02 novembre 2012

Du Shi Lang au Liaoning : réaffirmation de la volonté de Pékin en Asie ?


http://upload.wikimedia.org/wikipedia/commons/c/cb/Mukden_1931_japan_shenyang.jpg© Wikipédia. Troupes japonais entrant à Shenyang pendant l'incident de Mukden.

Les médias francophones tombent sous le charme du premier porte-aéronefs chinois, et ne cessent de gloser sur son impact, fantasmé, sur les crises latentes de l'Asie du Sud-Est. Ce blog se permet de dire que l'entrée en service de ce navire, le 26 septembre 2012, n'est pas synonyme d'une menace actuelle. Alors, est-ce que, comme cela a été prétendu sur ce blog, la Chine aura un groupe aéronaval crédible sur le plan militaire en 2017, 2019 ou 2022 ? Peu importe, à dire vrai, que la date proposée (2022) soit la bonne. Le problème, c'est que tout nos médias se focalisent sur l'entrée en service d'un navire qui ne peut pas, être à l'heure actuelle, être la pièce centrale d'un outil militaire offensif : les chinois ne savent pas (encore) faire. Ce sera pareil pour les anglais quand ils recevront leurs deux porte-aéronefs entre 2018 et 2020 : il leur faudra bien de 7 à 10 ans pour reconstruire un outil aéronaval crédible.
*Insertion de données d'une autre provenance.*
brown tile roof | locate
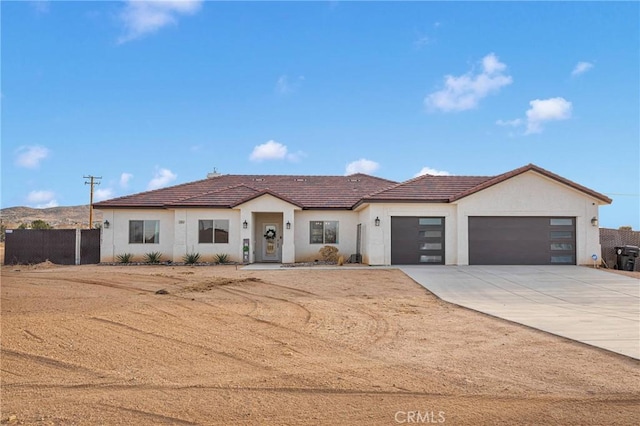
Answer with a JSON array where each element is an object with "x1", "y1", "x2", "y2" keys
[
  {"x1": 361, "y1": 175, "x2": 491, "y2": 203},
  {"x1": 94, "y1": 164, "x2": 611, "y2": 209},
  {"x1": 449, "y1": 164, "x2": 612, "y2": 204},
  {"x1": 94, "y1": 173, "x2": 397, "y2": 209}
]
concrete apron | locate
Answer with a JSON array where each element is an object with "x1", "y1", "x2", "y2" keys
[{"x1": 400, "y1": 266, "x2": 640, "y2": 359}]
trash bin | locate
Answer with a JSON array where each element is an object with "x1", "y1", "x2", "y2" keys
[{"x1": 615, "y1": 246, "x2": 640, "y2": 271}]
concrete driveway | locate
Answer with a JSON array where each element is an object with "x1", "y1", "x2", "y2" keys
[{"x1": 400, "y1": 266, "x2": 640, "y2": 359}]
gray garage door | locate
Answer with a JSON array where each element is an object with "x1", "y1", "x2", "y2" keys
[
  {"x1": 391, "y1": 216, "x2": 444, "y2": 265},
  {"x1": 469, "y1": 216, "x2": 576, "y2": 265}
]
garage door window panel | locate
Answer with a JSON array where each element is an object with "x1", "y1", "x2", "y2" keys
[{"x1": 391, "y1": 216, "x2": 445, "y2": 265}]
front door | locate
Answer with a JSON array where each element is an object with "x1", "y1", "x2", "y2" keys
[{"x1": 262, "y1": 223, "x2": 280, "y2": 262}]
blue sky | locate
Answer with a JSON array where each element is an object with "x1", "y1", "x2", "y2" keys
[{"x1": 0, "y1": 1, "x2": 640, "y2": 229}]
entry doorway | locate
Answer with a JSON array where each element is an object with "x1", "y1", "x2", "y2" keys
[{"x1": 262, "y1": 223, "x2": 282, "y2": 262}]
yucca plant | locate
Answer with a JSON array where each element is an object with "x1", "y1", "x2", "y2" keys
[
  {"x1": 116, "y1": 253, "x2": 133, "y2": 263},
  {"x1": 144, "y1": 251, "x2": 162, "y2": 263},
  {"x1": 182, "y1": 253, "x2": 200, "y2": 265}
]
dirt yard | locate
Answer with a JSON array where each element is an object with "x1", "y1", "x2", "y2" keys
[{"x1": 0, "y1": 264, "x2": 640, "y2": 425}]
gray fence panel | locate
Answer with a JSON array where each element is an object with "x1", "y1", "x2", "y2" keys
[
  {"x1": 4, "y1": 229, "x2": 100, "y2": 265},
  {"x1": 80, "y1": 229, "x2": 100, "y2": 265}
]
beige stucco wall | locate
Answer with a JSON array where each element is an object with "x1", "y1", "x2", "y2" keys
[
  {"x1": 360, "y1": 203, "x2": 458, "y2": 265},
  {"x1": 100, "y1": 209, "x2": 174, "y2": 262},
  {"x1": 101, "y1": 171, "x2": 600, "y2": 265},
  {"x1": 237, "y1": 194, "x2": 300, "y2": 263},
  {"x1": 294, "y1": 210, "x2": 359, "y2": 262},
  {"x1": 455, "y1": 171, "x2": 600, "y2": 265},
  {"x1": 180, "y1": 208, "x2": 242, "y2": 262}
]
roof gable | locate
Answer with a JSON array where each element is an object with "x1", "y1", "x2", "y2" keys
[
  {"x1": 449, "y1": 164, "x2": 612, "y2": 204},
  {"x1": 94, "y1": 173, "x2": 397, "y2": 209},
  {"x1": 94, "y1": 164, "x2": 611, "y2": 210}
]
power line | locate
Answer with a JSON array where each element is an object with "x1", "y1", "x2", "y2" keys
[{"x1": 82, "y1": 175, "x2": 102, "y2": 229}]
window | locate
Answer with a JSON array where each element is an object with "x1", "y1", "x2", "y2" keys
[
  {"x1": 551, "y1": 231, "x2": 573, "y2": 240},
  {"x1": 418, "y1": 217, "x2": 442, "y2": 225},
  {"x1": 129, "y1": 220, "x2": 160, "y2": 244},
  {"x1": 549, "y1": 217, "x2": 573, "y2": 226},
  {"x1": 551, "y1": 256, "x2": 575, "y2": 265},
  {"x1": 551, "y1": 243, "x2": 573, "y2": 250},
  {"x1": 420, "y1": 254, "x2": 442, "y2": 263},
  {"x1": 309, "y1": 220, "x2": 338, "y2": 244},
  {"x1": 420, "y1": 243, "x2": 442, "y2": 250},
  {"x1": 418, "y1": 231, "x2": 442, "y2": 238},
  {"x1": 198, "y1": 219, "x2": 229, "y2": 244}
]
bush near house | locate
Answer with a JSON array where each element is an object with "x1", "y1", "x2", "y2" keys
[
  {"x1": 144, "y1": 251, "x2": 162, "y2": 263},
  {"x1": 116, "y1": 253, "x2": 133, "y2": 263},
  {"x1": 182, "y1": 253, "x2": 200, "y2": 265},
  {"x1": 318, "y1": 246, "x2": 338, "y2": 262}
]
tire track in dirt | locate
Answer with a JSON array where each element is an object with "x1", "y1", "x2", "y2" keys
[
  {"x1": 263, "y1": 281, "x2": 399, "y2": 349},
  {"x1": 97, "y1": 402, "x2": 198, "y2": 425},
  {"x1": 6, "y1": 382, "x2": 640, "y2": 407},
  {"x1": 89, "y1": 317, "x2": 270, "y2": 370},
  {"x1": 200, "y1": 281, "x2": 408, "y2": 392},
  {"x1": 0, "y1": 348, "x2": 110, "y2": 376},
  {"x1": 226, "y1": 288, "x2": 311, "y2": 325}
]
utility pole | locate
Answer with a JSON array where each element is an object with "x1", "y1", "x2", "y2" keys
[{"x1": 83, "y1": 175, "x2": 102, "y2": 229}]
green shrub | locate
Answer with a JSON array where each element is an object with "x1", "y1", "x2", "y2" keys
[
  {"x1": 318, "y1": 246, "x2": 338, "y2": 262},
  {"x1": 116, "y1": 253, "x2": 133, "y2": 263},
  {"x1": 182, "y1": 253, "x2": 200, "y2": 265},
  {"x1": 144, "y1": 251, "x2": 162, "y2": 263}
]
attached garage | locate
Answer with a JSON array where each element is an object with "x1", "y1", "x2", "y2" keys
[
  {"x1": 391, "y1": 216, "x2": 444, "y2": 265},
  {"x1": 469, "y1": 216, "x2": 576, "y2": 265}
]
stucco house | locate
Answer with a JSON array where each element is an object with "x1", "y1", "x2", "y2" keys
[{"x1": 94, "y1": 164, "x2": 611, "y2": 265}]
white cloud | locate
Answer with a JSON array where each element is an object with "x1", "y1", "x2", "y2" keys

Mais ce navire a une signification beaucoup plus précise pour l'Asie : la Chine lance un porte-aéronefs (qui sera assisté par des escorteurs, dont certaienment des sous-marins, en sus des frégates et destroyers, et pourquoi pas une coopération avec l'aviation à long rayon d'action (autant de patrouille que d'attaque anti-navires) pour guider cette escadre) qui n'est qu'un navire d'expérimentations, d'essais et donc, in fine, un navire école ! Ce que peuvent craindre les nations asiatiques, c'est que ce navire permettent sur la période allant de 2020 à 2025 de constituer le noyau dur d'une puissance aéronavale chinoise pouvant permettre aisément l'entrée en service d'un deuxième, voire d'un troisième navire. Oui, c'est bien cette potentielle montée en puissance chinoise qui inquiète dans la région.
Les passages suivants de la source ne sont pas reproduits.